In relation to cervical cancer, abnormal vaginal bleeding is a generally experienced esophageal cancer symptom.
That being said, most women with cervical cancer do not experience symptoms until the later phases of the disease.
Since cervical cancer usually doesn’t present early stage signs, it’s very important for women to have a normal Pap smear to detect abnormal fluctuations.
What’s Abnormal Vaginal Bleeding?
Vaginal bleeding is considered abnormal when a individual has heavy menstrual bleeding (either in volume or length ), bleeding between periods, spotting, vaginal bleeding after intercourse, or bleeding after menopause (when a woman’s periods have ceased for 12 months).
Heavy Menstrual Bleeding
If heavy menstrual bleeding occurs at frequent intervals (such as every menstrual cycle, which may range from each 24 to 35 days), it’s termed ovulatory abnormal uterine bleeding, or menorrhagia.
How do you know if you are having heavy menstrual bleeding? Women who have heavy bleeding might have to wake up during the night to change sanitary protection or will need to utilize two sanitary napkins to avoid leakage.
Menstrual flow may also consist of large blood clots (greater than 1 inch) and/or bleeding may longer than seven days. If you experience an abrupt onset of significant bleeding which requires you alter a sanitary napkin or tampon every a couple of hours to get a couple of consecutive hours, then alert your doctor immediately.
Keep tabs on the amount of pads or tampons you use in a certain amount of time so you can report this to your own doctor.
Causes of heavy menstrual bleeding comprise a bleeding disorder (such as von Willebrand’s disease), an underactive thyroid gland, uterine polyps, or fibroids.
Bleeding Between Menstrual Periods
Heavy spotting (also known as intermenstrual bleeding) should be assessed by a doctor. This can happen for many reasons–from something as straightforward as contraceptive use to cervical cancer and other forms of gynecologic cancer. It can be a sign of cervicitis or harms for your vaginal opening including infection or varicose veins.
You will see bleeding between menstrual periods in cases of changes of the hormone levels due to stopping or starting contraceptives or estrogens, stress, or an underactive thyroid. Should you use an anticoagulant (often called a blood thinner), you may also have spotting. It may also be a sign of ectopic pregnancy or miscarriage.
Vaginal Bleeding During or After Sex
Women may experience vaginal bleeding during and after sexual intercourse for many reasons. Some women chalk this up to having”rough sex,” but there are several medical reasons related to the cervix that explain why bleeding might occur.

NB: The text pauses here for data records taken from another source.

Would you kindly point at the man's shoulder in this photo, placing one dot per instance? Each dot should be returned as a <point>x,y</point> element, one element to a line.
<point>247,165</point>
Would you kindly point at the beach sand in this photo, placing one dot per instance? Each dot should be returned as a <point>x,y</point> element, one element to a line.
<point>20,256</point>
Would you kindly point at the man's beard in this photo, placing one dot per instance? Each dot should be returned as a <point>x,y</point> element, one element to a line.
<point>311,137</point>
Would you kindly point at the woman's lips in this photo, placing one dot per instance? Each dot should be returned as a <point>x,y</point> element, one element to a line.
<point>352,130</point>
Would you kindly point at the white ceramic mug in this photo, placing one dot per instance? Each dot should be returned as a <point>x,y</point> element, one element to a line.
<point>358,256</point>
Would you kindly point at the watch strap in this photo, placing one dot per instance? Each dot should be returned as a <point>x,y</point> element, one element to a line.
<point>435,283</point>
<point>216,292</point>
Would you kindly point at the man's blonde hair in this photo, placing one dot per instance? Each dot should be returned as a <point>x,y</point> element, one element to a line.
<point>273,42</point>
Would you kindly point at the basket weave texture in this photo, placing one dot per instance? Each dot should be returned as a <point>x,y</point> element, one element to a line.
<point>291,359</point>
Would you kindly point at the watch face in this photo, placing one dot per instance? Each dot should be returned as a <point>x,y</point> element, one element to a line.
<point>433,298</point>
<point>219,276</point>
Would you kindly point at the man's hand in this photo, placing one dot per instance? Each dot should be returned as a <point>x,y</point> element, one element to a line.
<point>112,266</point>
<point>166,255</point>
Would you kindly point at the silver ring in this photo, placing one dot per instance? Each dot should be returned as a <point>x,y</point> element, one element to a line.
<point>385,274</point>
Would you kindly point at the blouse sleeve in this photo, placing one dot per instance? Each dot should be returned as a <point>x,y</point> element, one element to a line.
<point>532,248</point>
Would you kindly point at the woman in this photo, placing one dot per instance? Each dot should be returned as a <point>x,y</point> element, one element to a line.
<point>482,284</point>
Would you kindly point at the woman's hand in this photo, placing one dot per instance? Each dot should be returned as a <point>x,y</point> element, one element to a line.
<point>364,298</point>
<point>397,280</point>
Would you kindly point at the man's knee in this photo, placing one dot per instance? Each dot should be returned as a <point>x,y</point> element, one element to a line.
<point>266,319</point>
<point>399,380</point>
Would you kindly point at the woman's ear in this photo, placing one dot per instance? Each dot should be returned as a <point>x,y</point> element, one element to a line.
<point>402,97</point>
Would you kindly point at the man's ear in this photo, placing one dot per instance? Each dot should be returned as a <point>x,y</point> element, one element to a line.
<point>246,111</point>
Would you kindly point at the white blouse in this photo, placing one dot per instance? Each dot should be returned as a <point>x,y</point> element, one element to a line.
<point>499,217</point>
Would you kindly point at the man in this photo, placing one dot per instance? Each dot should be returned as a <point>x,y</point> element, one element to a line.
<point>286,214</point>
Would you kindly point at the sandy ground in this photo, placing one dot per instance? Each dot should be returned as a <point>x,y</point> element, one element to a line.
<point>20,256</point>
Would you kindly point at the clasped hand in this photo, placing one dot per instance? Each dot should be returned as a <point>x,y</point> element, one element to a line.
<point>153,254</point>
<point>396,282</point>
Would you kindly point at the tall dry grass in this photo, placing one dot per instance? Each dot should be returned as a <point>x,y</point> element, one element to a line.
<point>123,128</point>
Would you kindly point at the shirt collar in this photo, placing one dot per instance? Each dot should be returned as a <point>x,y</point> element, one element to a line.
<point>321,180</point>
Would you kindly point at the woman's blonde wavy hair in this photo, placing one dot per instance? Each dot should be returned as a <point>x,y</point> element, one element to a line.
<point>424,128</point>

- Cervical inflammation (cervicitis)
- cervical polyps
- cervical ectropion
- cervical dysplasia
- cervical cancer
- vaginal dryness due to lack of estrogen following menopause
Other possible causes of vaginal bleeding after intercourse include sexually transmitted diseases and pelvic inflammatory disease. Trauma including sexual abuse and foreign bodies in the vagina may be other causes of bleeding during or after sex.
Remember that vaginal bleeding after sex isn’t normal and should be reported to your physician.
A Word From Verywell
If you’re experiencing abnormal vaginal bleeding, please visit your doctor for a proper diagnosis and therapy.
Although most causes are benign, you would like to be certain, and if you do have something serious going on, that it’s addressed straight away.
Another tidbit is that if you aren’t positive if your bleeding is either vaginal or urinary, you can add a spoonful to confirm the bleeding is coming from either the anus, cervix, or uterus.